# taz.de -- Knappe Kassen: Wie Kommunen sich mehr Klimaschutz leisten könnten
> Kommunen haben oft wenig Geld, müssen aber viel Klimaschutz und
> -anpassung betreiben. Eine Studie zeigt, wie das besser funktionieren
> kann.
(IMG) Bild: Verbraucht weniger Energie: Straßenlaterne mit LED-Technik
Dämmung von Kitas, Begrünung von Straßen, Wärmeplanung: Die Kommunen sind
in Deutschland für vieles verantwortlich, was mit Klimaschutz und
Klima-Anpassungsmaßnahmen zu tun hat. Aber knappe Kassen und begrenztes
Personal behindern häufig wirksame Maßnahmen in den Städten und Gemeinden.
Das Institut für Urbanistik hat deshalb [1][untersucht], wie
Förderprogramme von Bund und Ländern besser werden könnten – und wo das
schon ausprobiert wird.
„Klimaschutz entscheidet sich oft in Städten, Gemeinden und Landkreisen“,
sagt Stefanie Langkamp von der Klima-Allianz, die mehr als 150
Mitgliedsorganisationen hat und ein Auftraggeber der Studie ist. Aber die
vielen unterschiedlichen Förderprogramme und hohen bürokratischen
Anforderungen bremsten die Umsetzung vor Ort aus, so Langkamp.
Die Forscher*innen vom Institut für Urbanistik schlagen deswegen vor,
dass Kommunen nicht mehr für jedes Projekt einen neuen Antrag stellen
müssen, sondern feste Klimabudgets und dauerhaft finanzierte
Klima-Manager*innen bekommen. Mit dem Geld könnten sie aus einer Liste
Maßnahmen auswählen, die andernorts schon Erfolg gezeigt haben, vom
LED-Austausch der Straßenlaternen über Fassadenbegrünung bis hin zu
Solarpanelen auf öffentlichen Gebäuden.
Ein Vorbild ist das Kommunale Investitionsprogramm Klimaschutz und
Innovation (Kipki) aus Rheinland-Pfalz. „Das ist das beste Förderprogramm,
das wir je hatten“, berichtet Manuel Steinbrenner, Bau- und Umweltdezernent
Kaiserslauterns. Dank der Förderpauschale „konnten wir uns damit
beschäftigen, was die größte Wirkung hat und schnell umsetzbar ist, statt
aufwendige Einzelmaßnahmen zu beantragen“, sagt er.
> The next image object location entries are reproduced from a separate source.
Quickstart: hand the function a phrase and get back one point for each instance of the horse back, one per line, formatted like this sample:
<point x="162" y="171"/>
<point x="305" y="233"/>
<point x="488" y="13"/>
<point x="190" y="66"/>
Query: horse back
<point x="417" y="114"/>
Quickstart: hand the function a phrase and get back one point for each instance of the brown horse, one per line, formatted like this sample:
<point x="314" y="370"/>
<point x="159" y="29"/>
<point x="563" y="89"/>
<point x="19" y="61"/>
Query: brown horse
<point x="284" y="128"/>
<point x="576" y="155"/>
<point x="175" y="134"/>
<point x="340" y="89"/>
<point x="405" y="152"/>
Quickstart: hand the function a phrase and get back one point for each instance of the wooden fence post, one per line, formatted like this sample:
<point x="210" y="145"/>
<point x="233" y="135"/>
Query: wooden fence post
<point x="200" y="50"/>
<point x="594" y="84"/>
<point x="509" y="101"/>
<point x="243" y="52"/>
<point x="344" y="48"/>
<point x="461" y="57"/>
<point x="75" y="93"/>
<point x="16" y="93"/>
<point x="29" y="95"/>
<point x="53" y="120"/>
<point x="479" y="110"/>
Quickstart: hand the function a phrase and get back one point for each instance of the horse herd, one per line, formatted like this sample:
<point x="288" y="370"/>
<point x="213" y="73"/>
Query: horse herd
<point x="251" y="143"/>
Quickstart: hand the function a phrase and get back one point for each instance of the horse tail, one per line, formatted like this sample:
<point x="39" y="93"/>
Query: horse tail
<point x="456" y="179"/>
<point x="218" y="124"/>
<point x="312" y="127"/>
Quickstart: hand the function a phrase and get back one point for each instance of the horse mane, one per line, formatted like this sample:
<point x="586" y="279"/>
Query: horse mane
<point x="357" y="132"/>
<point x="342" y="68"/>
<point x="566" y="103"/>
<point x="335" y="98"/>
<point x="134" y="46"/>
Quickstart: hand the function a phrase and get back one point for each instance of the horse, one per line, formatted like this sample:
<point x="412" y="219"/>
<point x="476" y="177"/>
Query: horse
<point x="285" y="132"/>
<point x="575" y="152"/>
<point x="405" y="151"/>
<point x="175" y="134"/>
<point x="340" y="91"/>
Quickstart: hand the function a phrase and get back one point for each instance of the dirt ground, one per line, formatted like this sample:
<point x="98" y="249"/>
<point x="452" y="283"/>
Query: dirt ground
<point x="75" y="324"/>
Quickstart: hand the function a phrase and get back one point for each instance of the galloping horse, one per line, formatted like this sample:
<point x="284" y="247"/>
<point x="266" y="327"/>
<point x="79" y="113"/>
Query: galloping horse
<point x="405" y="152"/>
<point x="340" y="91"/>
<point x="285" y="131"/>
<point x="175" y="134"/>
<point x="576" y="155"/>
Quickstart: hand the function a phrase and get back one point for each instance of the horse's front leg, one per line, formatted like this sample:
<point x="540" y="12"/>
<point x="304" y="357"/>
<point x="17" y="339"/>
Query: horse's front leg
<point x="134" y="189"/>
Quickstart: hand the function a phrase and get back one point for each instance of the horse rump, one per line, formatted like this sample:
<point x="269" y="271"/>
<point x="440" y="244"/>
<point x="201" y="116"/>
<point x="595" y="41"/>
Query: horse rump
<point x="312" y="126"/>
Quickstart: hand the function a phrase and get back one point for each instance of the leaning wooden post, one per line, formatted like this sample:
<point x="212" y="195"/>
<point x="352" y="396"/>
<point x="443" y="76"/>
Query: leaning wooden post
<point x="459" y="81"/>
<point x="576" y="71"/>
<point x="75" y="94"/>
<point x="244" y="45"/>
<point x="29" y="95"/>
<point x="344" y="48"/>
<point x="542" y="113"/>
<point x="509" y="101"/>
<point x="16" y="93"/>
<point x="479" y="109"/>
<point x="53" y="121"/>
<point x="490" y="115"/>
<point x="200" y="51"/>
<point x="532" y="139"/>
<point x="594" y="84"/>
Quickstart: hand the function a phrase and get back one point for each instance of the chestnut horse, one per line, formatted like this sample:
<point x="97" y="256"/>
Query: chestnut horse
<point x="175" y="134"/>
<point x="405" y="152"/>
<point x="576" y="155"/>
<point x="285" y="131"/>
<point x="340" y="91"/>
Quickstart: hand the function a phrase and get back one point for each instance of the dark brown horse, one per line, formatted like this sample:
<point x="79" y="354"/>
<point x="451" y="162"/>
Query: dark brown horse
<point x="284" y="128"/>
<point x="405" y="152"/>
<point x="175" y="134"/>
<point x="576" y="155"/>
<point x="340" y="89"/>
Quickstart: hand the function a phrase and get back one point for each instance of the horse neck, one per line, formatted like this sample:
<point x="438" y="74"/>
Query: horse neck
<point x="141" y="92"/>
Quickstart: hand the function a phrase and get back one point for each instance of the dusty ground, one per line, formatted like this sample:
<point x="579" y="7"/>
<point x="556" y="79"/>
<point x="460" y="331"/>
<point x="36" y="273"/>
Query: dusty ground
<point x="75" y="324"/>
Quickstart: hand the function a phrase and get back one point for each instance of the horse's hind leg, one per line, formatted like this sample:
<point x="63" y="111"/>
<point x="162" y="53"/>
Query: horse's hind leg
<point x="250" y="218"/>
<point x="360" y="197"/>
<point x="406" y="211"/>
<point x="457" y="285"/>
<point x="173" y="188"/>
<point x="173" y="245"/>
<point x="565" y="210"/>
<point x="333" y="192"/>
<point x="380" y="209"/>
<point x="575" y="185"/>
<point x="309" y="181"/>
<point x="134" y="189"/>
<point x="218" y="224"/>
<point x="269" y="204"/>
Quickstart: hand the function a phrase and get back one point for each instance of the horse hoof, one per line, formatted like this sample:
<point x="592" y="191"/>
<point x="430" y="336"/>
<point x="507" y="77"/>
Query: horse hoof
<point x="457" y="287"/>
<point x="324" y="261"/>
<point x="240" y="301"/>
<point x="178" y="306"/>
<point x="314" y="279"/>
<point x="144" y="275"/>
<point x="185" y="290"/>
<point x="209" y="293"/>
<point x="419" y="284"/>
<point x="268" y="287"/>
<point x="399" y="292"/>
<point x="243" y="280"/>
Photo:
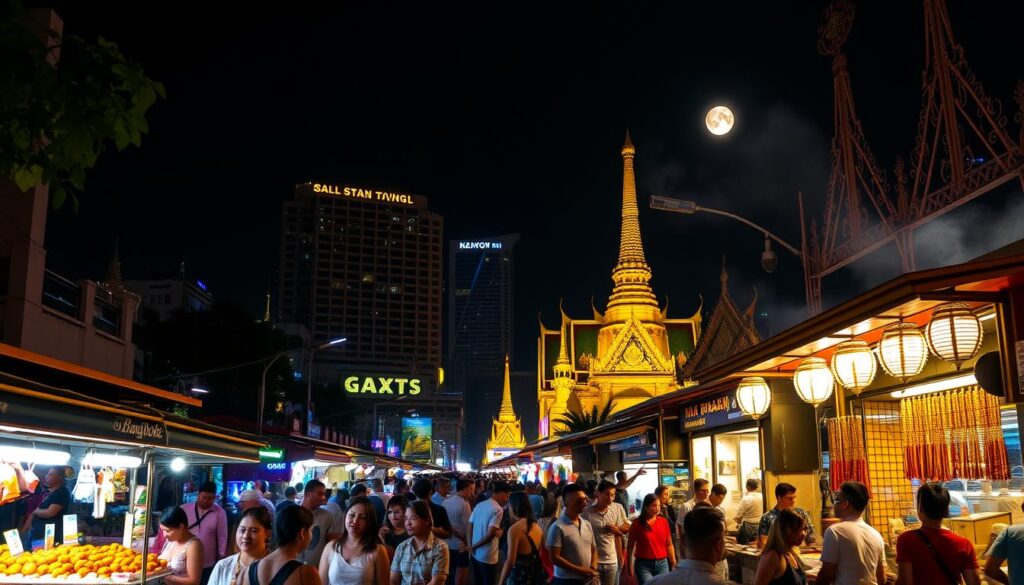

## Kommunen warnen vor Heizungsgesetz-Reform
Wie Klimaschutz in den Kommunen umgesetzt werden kann, wird trotzdem
maßgeblich vom Bund bestimmt. Das Klima-Bündnis, ebenfalls Auftraggeber der
Studie und Vertreterin von etwa 600 Kommunen, warnt unter anderem deshalb
vor den [2][Plänen der Bundesregierung, das Heizungsgesetz zu reformieren]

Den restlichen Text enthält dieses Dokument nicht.